Coadministration of GPS and nivolumab reported a tolerable toxicity profile and induced immune responses in a subset of patients, but initial response and survival benefit were limited possibly owing to the small sample size.

Methods

To further enhance immunogenicity, we combined GPS with nivolumab, an anti-PD1 monoclonal antibody, in an open-label, single-center phase 1 study, examining tolerability and immunogenicity in patients with previously treated DPM. We enrolled patients with progressive or recurrent DPM treated with at least one course of pemetrexed-based chemotherapy.

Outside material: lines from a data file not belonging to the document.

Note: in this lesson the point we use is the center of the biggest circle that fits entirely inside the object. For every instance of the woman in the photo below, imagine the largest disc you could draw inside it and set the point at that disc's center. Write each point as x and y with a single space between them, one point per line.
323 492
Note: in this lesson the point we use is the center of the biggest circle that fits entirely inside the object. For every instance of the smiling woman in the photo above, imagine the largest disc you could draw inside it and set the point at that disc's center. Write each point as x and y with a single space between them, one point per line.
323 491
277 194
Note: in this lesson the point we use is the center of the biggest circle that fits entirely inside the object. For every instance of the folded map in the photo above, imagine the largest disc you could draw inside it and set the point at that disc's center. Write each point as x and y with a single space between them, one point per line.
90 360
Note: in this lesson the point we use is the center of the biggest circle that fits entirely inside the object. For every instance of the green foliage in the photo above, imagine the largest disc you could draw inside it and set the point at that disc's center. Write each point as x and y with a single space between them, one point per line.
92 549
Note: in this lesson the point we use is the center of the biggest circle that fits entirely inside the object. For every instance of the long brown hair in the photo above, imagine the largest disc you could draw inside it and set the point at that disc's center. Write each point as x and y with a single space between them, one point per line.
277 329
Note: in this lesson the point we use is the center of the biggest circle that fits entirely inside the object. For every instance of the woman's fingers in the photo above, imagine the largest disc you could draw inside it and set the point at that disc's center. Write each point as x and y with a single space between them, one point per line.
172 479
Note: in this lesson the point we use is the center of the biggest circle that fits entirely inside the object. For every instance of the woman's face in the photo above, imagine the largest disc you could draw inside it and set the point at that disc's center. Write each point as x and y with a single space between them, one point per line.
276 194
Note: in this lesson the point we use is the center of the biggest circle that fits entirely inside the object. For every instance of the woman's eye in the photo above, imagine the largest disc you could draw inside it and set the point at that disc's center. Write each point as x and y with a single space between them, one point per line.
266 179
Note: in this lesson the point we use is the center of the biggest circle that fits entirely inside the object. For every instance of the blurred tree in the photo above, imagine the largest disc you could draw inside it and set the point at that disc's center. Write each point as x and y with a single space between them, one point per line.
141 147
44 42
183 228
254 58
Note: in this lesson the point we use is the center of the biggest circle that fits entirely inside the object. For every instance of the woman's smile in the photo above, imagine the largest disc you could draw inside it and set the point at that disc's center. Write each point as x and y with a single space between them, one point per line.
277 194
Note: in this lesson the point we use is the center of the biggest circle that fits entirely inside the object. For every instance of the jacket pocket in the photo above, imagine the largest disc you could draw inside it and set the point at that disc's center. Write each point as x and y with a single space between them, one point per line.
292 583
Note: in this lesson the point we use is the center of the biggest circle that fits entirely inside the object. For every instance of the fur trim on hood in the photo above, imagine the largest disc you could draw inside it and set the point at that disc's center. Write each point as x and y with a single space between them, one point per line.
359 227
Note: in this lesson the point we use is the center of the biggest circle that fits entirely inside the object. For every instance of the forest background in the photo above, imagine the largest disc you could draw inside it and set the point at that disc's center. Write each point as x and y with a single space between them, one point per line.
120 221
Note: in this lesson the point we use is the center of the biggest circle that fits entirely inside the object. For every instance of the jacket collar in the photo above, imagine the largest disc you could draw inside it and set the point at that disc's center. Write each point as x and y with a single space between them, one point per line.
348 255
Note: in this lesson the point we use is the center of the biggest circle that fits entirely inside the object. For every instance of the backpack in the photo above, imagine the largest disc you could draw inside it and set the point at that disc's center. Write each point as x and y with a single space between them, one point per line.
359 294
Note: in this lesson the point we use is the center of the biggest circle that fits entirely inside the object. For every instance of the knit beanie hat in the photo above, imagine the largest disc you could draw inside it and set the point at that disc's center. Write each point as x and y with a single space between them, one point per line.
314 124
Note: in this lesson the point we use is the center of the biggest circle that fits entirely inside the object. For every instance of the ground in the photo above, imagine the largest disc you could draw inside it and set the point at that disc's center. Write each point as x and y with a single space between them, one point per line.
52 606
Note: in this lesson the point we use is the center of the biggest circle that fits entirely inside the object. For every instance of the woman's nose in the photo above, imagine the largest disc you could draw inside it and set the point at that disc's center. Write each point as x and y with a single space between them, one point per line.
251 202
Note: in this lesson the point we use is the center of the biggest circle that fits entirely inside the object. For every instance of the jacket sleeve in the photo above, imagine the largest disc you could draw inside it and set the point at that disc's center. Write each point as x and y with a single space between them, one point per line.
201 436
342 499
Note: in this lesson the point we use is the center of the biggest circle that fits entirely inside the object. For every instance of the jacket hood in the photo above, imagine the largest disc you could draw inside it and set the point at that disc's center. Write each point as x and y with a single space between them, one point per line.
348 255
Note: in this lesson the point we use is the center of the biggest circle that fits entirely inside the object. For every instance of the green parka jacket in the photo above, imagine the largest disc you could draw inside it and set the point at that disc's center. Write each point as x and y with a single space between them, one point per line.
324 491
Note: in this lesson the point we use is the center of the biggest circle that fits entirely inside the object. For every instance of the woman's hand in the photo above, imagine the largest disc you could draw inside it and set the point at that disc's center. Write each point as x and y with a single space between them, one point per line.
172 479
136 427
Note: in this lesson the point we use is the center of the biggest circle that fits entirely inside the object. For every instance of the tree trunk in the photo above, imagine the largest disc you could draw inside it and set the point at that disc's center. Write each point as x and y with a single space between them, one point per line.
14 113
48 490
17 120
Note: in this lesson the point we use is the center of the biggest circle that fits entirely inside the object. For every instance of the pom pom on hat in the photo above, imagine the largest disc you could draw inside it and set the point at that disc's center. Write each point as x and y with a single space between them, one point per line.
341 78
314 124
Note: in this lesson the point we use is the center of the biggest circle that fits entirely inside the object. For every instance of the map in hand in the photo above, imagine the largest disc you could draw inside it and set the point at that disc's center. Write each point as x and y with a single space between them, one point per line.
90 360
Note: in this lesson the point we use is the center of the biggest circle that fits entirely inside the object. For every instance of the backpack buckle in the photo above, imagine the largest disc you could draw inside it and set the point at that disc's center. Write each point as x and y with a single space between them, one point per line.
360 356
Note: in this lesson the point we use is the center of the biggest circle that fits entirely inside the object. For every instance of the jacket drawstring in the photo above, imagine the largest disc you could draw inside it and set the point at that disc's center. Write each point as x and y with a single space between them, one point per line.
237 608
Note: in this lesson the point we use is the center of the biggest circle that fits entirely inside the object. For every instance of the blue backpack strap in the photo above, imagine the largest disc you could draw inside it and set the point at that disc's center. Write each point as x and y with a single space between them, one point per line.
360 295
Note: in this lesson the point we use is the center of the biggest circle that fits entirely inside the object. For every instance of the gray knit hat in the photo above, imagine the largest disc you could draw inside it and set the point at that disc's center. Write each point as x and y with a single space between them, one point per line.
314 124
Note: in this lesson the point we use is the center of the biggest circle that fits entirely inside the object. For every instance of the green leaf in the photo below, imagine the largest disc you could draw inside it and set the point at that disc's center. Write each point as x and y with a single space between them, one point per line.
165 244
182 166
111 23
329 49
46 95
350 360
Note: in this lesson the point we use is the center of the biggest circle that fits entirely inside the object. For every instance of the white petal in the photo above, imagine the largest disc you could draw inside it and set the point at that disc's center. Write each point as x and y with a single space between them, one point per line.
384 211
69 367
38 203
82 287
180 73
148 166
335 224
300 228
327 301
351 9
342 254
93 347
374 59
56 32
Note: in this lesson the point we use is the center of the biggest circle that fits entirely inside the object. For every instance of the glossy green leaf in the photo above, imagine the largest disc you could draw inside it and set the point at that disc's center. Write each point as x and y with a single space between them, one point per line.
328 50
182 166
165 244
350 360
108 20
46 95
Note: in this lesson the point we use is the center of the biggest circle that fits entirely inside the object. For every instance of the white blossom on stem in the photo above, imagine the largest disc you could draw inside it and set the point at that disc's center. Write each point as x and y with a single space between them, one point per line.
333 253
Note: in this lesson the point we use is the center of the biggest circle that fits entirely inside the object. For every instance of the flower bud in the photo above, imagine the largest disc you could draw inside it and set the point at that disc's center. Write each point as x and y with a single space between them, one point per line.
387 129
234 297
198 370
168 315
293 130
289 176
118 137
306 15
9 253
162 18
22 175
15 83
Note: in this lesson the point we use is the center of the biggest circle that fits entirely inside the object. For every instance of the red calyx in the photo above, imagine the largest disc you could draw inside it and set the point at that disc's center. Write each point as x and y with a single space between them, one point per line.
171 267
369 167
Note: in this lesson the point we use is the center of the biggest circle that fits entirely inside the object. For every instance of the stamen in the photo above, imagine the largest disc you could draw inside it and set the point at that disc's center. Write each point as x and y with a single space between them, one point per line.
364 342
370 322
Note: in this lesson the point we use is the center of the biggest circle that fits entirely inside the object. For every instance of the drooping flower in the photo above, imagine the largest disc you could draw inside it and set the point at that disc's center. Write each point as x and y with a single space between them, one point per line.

Patients received two doses of GPS followed by six doses of GPS with intravenous nivolumab every 2 weeks, and up to six additional cycles until disease progression or unacceptable toxicity.

Results

Ten patients were treated; 70% experienced mostly mild treatment-related adverse events; two experienced a grade 3 or higher adverse event. Three of the 10 patients (30%) reported vaccine-specific T-cell responses. There were no partial responses; three patients had prolonged stable disease with up to 17% decrease in tumor volume. Median progression-free survival was 3.9 months and the median overall survival was 7.4 months. Conclusions: Coadministration of GPS and nivolumab reported a tolerable toxicity profile and induced immune responses in a subset of patients, but initial response and survival benefit were limited possibly owing to the small sample size.